A nota da SES é uma resposta sobre divulgação da Santa Casa, que noticiou multa judicial diária de R$ 100 mil para prefeitura e governo, por não cumprirem acordo estabelecido em processo. No entanto, o Governo de MS esclarece que o hospital também sofreu a mesma penalidade, visto que o plano de retomada do atendimento pleno na Santa Casa foi imposto às três partes do processo.
Sobre o plano de regularização do hospital, imposto na ação movida pelo MPE-MS – constam as seguintes condições aos três envolvidos: regularização de consultas, cirurgias e exames; retomada de estoques de medicamentos e materiais; solução para falta de anestesistas; medidas contra superlotação do pronto-socorro; cronograma financeiro e previsão orçamentária.

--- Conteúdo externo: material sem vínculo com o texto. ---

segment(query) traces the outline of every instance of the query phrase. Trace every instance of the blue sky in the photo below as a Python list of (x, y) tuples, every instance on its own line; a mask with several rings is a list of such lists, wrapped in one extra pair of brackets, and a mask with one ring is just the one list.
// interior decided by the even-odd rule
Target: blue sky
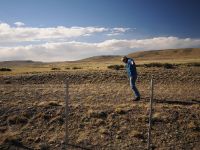
[(200, 47), (198, 0), (0, 0), (0, 4), (0, 60), (63, 61)]

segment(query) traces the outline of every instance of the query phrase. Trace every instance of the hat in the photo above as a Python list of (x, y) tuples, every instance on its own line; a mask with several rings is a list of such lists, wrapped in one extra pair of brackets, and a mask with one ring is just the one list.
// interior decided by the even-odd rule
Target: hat
[(126, 56), (123, 56), (122, 58), (121, 58), (121, 61), (125, 61), (126, 59), (128, 59)]

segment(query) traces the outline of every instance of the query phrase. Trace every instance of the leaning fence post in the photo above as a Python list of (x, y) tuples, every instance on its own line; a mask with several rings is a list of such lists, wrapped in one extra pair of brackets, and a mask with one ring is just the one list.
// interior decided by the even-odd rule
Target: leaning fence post
[(68, 120), (69, 120), (69, 83), (65, 81), (65, 150), (67, 150), (68, 145)]
[(149, 127), (148, 127), (148, 145), (147, 149), (151, 149), (151, 125), (152, 125), (152, 103), (153, 103), (153, 75), (151, 76), (151, 97), (150, 97), (150, 112), (149, 112)]

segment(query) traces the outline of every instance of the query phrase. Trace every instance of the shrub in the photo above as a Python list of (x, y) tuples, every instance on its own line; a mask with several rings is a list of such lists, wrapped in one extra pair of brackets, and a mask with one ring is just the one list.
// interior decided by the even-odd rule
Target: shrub
[(165, 69), (173, 69), (173, 68), (174, 68), (174, 65), (173, 65), (173, 64), (165, 63), (165, 64), (163, 64), (163, 67), (164, 67)]
[(0, 68), (0, 71), (12, 71), (10, 68)]
[(144, 64), (145, 67), (164, 67), (165, 69), (173, 69), (174, 65), (169, 63), (150, 63)]
[(82, 69), (82, 68), (81, 67), (73, 67), (72, 69), (75, 70), (75, 69)]
[(110, 65), (107, 67), (108, 69), (113, 69), (113, 70), (120, 70), (124, 68), (124, 65)]
[(194, 67), (200, 67), (200, 62), (194, 62), (194, 63), (187, 63), (186, 66), (194, 66)]
[(144, 64), (145, 67), (162, 67), (161, 63)]
[(54, 68), (51, 68), (51, 70), (61, 70), (61, 69), (54, 67)]

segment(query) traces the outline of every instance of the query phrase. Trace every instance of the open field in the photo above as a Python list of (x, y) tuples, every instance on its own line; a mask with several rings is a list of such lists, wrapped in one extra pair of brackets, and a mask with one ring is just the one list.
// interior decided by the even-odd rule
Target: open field
[(27, 71), (23, 70), (24, 66), (13, 66), (22, 70), (3, 72), (0, 76), (0, 149), (63, 149), (66, 79), (70, 95), (69, 149), (146, 149), (153, 74), (153, 147), (198, 150), (200, 67), (138, 67), (137, 85), (142, 99), (132, 102), (126, 72), (108, 69), (107, 65), (120, 64), (112, 61), (86, 61), (91, 69), (84, 69), (82, 62), (74, 62), (74, 66), (83, 65), (83, 68), (64, 69), (72, 65), (57, 63), (63, 69), (51, 71), (52, 64), (42, 64), (49, 68), (32, 71), (36, 67), (32, 65)]

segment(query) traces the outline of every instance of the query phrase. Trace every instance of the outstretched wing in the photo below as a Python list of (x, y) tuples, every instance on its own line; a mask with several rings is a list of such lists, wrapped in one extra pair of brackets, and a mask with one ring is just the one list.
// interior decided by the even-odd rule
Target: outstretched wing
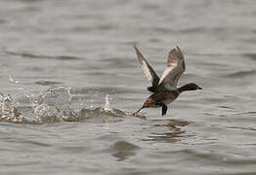
[(149, 79), (149, 81), (152, 84), (153, 87), (157, 86), (159, 82), (157, 74), (154, 72), (152, 67), (147, 62), (139, 49), (136, 46), (134, 46), (134, 49), (136, 51), (137, 57), (142, 65), (142, 69), (146, 77)]
[(163, 71), (159, 85), (163, 84), (168, 88), (176, 88), (181, 75), (186, 69), (184, 55), (179, 47), (169, 52), (167, 67)]

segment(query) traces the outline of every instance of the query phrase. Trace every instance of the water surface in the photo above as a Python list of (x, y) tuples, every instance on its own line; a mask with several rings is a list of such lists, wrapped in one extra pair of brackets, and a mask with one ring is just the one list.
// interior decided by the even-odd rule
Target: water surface
[[(0, 173), (256, 174), (255, 7), (0, 1)], [(149, 95), (134, 43), (159, 75), (179, 46), (179, 86), (203, 90), (131, 116)]]

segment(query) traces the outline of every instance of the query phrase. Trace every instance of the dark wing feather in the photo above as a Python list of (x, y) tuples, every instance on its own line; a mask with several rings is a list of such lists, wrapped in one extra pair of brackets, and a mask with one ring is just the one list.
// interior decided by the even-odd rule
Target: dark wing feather
[(184, 55), (179, 47), (169, 52), (167, 67), (164, 70), (159, 85), (163, 84), (167, 88), (176, 88), (181, 75), (186, 69)]
[(152, 84), (153, 87), (156, 87), (159, 82), (157, 74), (154, 72), (154, 70), (149, 64), (149, 62), (145, 59), (144, 55), (141, 53), (139, 49), (136, 46), (134, 46), (134, 49), (136, 51), (137, 57), (142, 65), (142, 69), (146, 77), (149, 79), (149, 81)]

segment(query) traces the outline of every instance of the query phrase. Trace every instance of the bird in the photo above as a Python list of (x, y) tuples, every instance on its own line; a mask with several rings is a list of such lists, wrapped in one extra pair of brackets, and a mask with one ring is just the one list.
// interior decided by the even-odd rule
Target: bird
[(177, 88), (178, 81), (181, 75), (186, 70), (184, 54), (181, 49), (177, 46), (169, 52), (167, 58), (167, 66), (159, 78), (154, 72), (150, 64), (146, 60), (136, 45), (133, 46), (148, 80), (151, 83), (151, 87), (148, 90), (152, 92), (144, 102), (143, 106), (133, 115), (139, 113), (145, 108), (162, 108), (162, 116), (168, 110), (167, 105), (174, 101), (183, 91), (202, 89), (194, 83), (187, 84)]

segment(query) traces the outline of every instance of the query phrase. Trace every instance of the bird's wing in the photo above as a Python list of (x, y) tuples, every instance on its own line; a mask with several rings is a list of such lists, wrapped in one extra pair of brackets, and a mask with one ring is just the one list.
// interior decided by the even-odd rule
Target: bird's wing
[(134, 49), (136, 51), (137, 57), (142, 65), (142, 69), (146, 77), (149, 79), (149, 81), (152, 84), (153, 87), (157, 86), (159, 82), (157, 74), (154, 72), (154, 70), (149, 64), (149, 62), (145, 59), (139, 49), (136, 46), (134, 46)]
[(184, 55), (179, 47), (169, 52), (167, 67), (163, 71), (158, 85), (163, 84), (166, 88), (176, 88), (181, 75), (186, 69)]

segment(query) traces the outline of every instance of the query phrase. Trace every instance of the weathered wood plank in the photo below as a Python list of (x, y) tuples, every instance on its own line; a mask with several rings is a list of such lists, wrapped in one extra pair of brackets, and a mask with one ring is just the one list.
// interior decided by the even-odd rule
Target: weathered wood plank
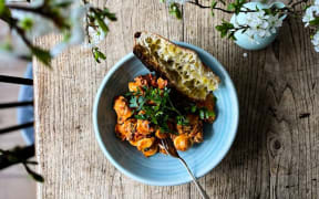
[[(92, 127), (92, 105), (107, 71), (132, 51), (133, 33), (156, 32), (216, 56), (238, 90), (240, 124), (222, 164), (199, 179), (212, 198), (318, 198), (319, 59), (303, 24), (288, 21), (266, 50), (247, 52), (222, 40), (214, 24), (227, 15), (187, 4), (177, 21), (157, 0), (103, 1), (117, 13), (96, 64), (75, 48), (50, 71), (35, 61), (37, 158), (45, 184), (38, 198), (199, 198), (193, 185), (145, 186), (117, 171), (103, 156)], [(47, 36), (50, 45), (59, 36)], [(247, 57), (243, 53), (248, 53)], [(309, 116), (300, 117), (300, 114)]]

No curso do processo, o Estado alega que a Santa Casa é uma instituição de pessoa jurídica de direito privado, que que goza de plena autonomia administrativa, financeira e operacional. E que Estado e Município não participam de gestão da entidade, nem exercem ingerência sobre suas decisões.
A Saúde estadual fez questão de esclarecer que, em nenhum momento, em nenhum decisão judicial, houve determinação no sentido de transferir aos entes públicos as dívidas contraídas pela Santa Casa perante seus fornecedores, prestadores de serviço, médicos ou funcionários.
”Tal transferência seria, aliás, juridicamente inviável: a Santa Casa, conforme já registrado, é pessoa jurídica de direito privado, dotada de autonomia administrativa, financeira e operacional”, diz trecho da resposta da Secretaria Estadual.
Ainda segundo a resposta, o Governo diz reafirmar compromisso com a manutenção da assistência à saúde da população usuária do SUS em Campo Grande e dos pacientes regulados do interior.
”O Estado mantém em dia os repasses fundo a fundo decorrentes da contratualização vigente e, conforme reconhecido no âmbito dos autos judiciais, já aportou recursos suplementares à Santa Casa”.